Here St. Paul refers to Baptism (verse 5: “washing of regeneration”) and says we are saved in the sense of initial justification. That this is a conditional security, we have seen from several other passages already considered, and more to come. Assuming for the sake of argument that the salvation here spoken of is permanent and “eternally secure,” the Evangelical would still have to extricate himself from the position of baptismal regeneration, which most Protestants deny vehemently. Once again, St. Paul utilizes a beautifully symmetrical argument, such as in Philippians 2:12-13 and Ephesians 2:8-10, balancing complementary aspects (which are often unnecessarily dichotomized by Protestantism).
Most interesting is the use of deeds in two different senses in the same passage.

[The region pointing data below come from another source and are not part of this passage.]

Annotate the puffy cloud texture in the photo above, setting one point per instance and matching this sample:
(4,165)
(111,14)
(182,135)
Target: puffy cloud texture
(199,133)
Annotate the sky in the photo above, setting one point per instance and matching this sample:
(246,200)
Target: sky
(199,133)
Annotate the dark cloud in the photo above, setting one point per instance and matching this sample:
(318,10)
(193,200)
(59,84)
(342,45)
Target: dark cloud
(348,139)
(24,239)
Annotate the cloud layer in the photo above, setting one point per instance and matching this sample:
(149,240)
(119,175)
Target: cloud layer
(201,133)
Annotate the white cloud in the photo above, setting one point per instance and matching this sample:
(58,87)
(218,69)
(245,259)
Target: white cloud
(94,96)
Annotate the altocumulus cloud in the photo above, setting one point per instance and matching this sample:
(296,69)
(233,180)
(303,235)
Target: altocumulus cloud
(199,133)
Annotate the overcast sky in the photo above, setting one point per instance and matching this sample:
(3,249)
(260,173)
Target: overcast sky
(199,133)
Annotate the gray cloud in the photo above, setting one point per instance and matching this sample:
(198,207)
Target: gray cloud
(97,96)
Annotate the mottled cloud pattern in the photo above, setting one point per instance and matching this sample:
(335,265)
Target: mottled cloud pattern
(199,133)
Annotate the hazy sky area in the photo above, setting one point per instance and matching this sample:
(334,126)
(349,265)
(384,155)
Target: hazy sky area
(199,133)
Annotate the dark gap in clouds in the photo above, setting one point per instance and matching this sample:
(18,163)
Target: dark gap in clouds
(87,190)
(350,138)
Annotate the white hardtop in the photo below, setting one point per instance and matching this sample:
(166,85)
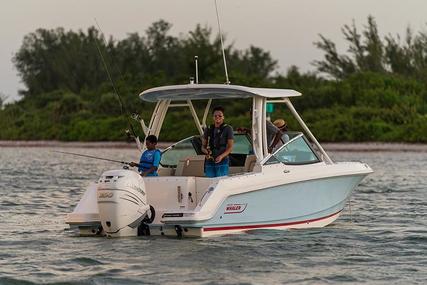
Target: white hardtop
(212,91)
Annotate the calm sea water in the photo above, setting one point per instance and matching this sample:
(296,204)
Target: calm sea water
(383,241)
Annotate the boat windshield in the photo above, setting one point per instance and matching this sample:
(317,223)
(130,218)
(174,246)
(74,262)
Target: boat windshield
(191,147)
(296,151)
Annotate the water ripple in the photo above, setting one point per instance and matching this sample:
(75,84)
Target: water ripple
(383,240)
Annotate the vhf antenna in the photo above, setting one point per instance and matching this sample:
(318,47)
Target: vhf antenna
(222,45)
(197,69)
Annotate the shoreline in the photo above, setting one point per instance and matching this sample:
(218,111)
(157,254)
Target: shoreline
(345,146)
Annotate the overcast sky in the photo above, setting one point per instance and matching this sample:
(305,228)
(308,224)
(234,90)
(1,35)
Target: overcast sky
(286,28)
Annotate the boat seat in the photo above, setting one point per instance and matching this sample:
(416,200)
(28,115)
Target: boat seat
(191,166)
(250,162)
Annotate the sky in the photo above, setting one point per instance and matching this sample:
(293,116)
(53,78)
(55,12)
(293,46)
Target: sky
(286,28)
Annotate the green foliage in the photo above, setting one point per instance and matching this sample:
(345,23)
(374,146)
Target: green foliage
(377,91)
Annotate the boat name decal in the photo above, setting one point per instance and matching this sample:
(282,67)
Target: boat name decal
(234,208)
(105,195)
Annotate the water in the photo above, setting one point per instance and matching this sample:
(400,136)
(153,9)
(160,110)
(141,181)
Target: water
(384,241)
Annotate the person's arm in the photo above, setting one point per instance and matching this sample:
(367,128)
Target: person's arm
(204,148)
(227,151)
(155,166)
(229,148)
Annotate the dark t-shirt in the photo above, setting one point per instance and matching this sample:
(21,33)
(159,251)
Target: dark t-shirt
(219,139)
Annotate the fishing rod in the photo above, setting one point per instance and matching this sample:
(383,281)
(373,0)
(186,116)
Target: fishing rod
(93,157)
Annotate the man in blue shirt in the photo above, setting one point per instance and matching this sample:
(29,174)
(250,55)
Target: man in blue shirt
(150,159)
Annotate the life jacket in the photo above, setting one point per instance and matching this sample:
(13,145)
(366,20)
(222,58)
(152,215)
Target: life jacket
(215,140)
(147,159)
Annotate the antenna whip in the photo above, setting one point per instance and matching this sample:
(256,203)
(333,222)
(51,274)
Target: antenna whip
(222,45)
(122,106)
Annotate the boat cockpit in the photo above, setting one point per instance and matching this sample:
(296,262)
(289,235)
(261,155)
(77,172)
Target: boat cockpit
(185,157)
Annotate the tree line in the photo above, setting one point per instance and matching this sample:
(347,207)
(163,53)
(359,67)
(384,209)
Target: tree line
(374,91)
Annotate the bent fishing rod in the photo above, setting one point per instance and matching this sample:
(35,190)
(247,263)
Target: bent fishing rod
(93,157)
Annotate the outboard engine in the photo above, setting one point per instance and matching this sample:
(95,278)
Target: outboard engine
(122,202)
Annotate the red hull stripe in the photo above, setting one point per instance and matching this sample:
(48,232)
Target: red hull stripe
(247,227)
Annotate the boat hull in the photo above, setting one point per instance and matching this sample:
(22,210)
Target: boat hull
(307,204)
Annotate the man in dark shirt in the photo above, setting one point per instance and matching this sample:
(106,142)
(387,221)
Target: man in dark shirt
(217,144)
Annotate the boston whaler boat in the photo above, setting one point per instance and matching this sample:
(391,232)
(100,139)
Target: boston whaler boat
(297,186)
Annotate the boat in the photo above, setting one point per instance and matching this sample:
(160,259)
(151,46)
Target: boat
(297,186)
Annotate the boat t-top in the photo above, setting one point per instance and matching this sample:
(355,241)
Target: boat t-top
(296,186)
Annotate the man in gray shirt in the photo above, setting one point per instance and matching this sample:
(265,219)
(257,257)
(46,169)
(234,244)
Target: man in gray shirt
(217,144)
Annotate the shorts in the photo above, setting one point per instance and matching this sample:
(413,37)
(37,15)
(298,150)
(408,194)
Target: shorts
(213,169)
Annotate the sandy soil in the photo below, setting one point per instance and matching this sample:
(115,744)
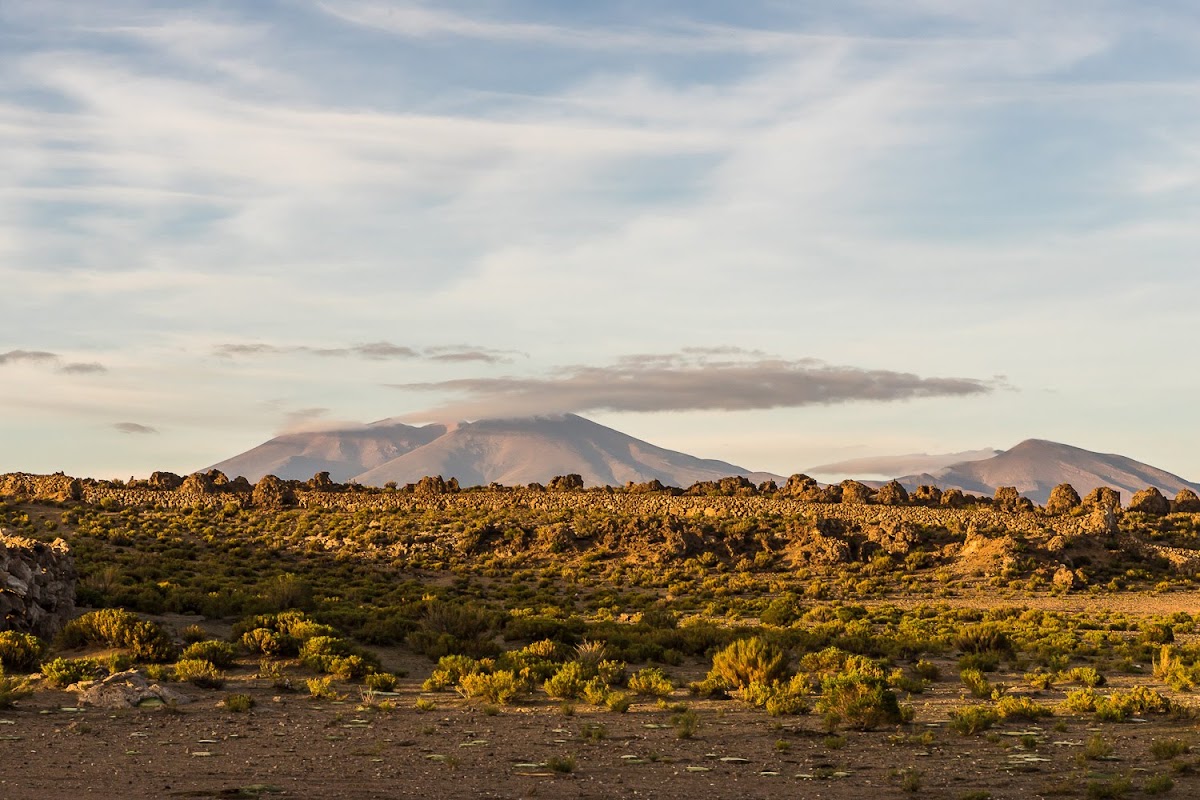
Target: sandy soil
(294,746)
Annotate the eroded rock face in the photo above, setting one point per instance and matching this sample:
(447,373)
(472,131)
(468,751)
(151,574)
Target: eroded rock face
(273,493)
(1150,500)
(127,690)
(1063,499)
(892,494)
(1186,501)
(37,584)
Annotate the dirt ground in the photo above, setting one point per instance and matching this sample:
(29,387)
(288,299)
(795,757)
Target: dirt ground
(293,746)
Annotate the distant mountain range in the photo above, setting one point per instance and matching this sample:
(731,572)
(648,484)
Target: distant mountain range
(505,451)
(1035,467)
(529,450)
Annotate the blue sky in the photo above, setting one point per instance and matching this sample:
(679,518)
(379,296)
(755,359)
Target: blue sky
(789,233)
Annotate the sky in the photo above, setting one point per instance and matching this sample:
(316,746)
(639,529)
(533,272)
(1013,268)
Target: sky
(773,233)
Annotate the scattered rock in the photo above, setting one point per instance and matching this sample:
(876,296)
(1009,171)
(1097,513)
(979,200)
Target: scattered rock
(1063,499)
(130,689)
(37,583)
(1150,500)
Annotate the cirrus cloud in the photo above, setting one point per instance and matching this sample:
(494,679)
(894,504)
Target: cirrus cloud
(723,379)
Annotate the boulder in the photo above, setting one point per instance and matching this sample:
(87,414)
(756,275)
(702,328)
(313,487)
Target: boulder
(1063,499)
(1186,501)
(125,690)
(1150,500)
(892,494)
(927,495)
(273,493)
(37,584)
(855,493)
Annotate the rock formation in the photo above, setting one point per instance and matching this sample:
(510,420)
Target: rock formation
(1063,499)
(36,585)
(1151,501)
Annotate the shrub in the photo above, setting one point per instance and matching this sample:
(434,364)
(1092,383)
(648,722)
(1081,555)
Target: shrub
(685,723)
(1167,749)
(976,683)
(984,638)
(12,689)
(745,661)
(1080,701)
(973,719)
(1122,705)
(221,654)
(199,672)
(64,672)
(19,651)
(239,703)
(1021,708)
(858,702)
(381,681)
(115,627)
(568,683)
(651,681)
(454,629)
(499,687)
(322,689)
(449,673)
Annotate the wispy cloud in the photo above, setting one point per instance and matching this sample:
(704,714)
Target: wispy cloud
(371,350)
(83,368)
(15,356)
(47,358)
(683,382)
(135,427)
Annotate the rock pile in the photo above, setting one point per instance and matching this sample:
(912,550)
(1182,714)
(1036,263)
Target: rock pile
(36,585)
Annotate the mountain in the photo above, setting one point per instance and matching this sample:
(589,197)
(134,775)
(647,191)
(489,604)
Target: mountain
(504,451)
(342,453)
(1035,467)
(891,465)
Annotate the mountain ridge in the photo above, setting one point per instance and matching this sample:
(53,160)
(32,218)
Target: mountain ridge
(514,451)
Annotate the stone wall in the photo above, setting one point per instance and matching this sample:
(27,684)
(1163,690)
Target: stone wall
(36,585)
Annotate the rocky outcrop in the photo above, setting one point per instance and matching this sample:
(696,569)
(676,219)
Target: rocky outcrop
(36,585)
(1150,501)
(40,487)
(1186,501)
(1063,499)
(127,690)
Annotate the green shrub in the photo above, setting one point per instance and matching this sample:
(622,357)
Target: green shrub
(322,689)
(859,702)
(1168,749)
(239,703)
(973,719)
(1021,708)
(449,673)
(199,672)
(745,661)
(221,654)
(381,681)
(144,641)
(568,683)
(19,651)
(64,672)
(499,687)
(651,681)
(1122,705)
(976,683)
(12,689)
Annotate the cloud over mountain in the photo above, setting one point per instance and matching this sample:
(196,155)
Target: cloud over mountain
(688,380)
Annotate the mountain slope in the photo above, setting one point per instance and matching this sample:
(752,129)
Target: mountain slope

In verse 5, he teaches that we cannot be saved by purely human works, preceding the grace of God (that is, the heresy of Pelagianism is denied). But in verse 8, he urges in very strong terms that good deeds are profitable, as indeed he often stresses elsewhere in several ways.
Catholics need not minimize the aspects of St. Paul’s teaching that deal with human responsibility, nor set his teaching on works against his supposed teaching on extrinsic justification, nor his predestinarian texts against his numerous exhortations of vigilance and watchfulness concerning one’s own state of friendship with God, nor oppose him to St. James or our Lord Jesus, etc. When the whole teaching of the Bible is taken into consideration (as objectively as humanly possible), the synthesis arrived at will be seen to be not unlike that which has been maintained in the Catholic Church, with increasing fullness as time goes on.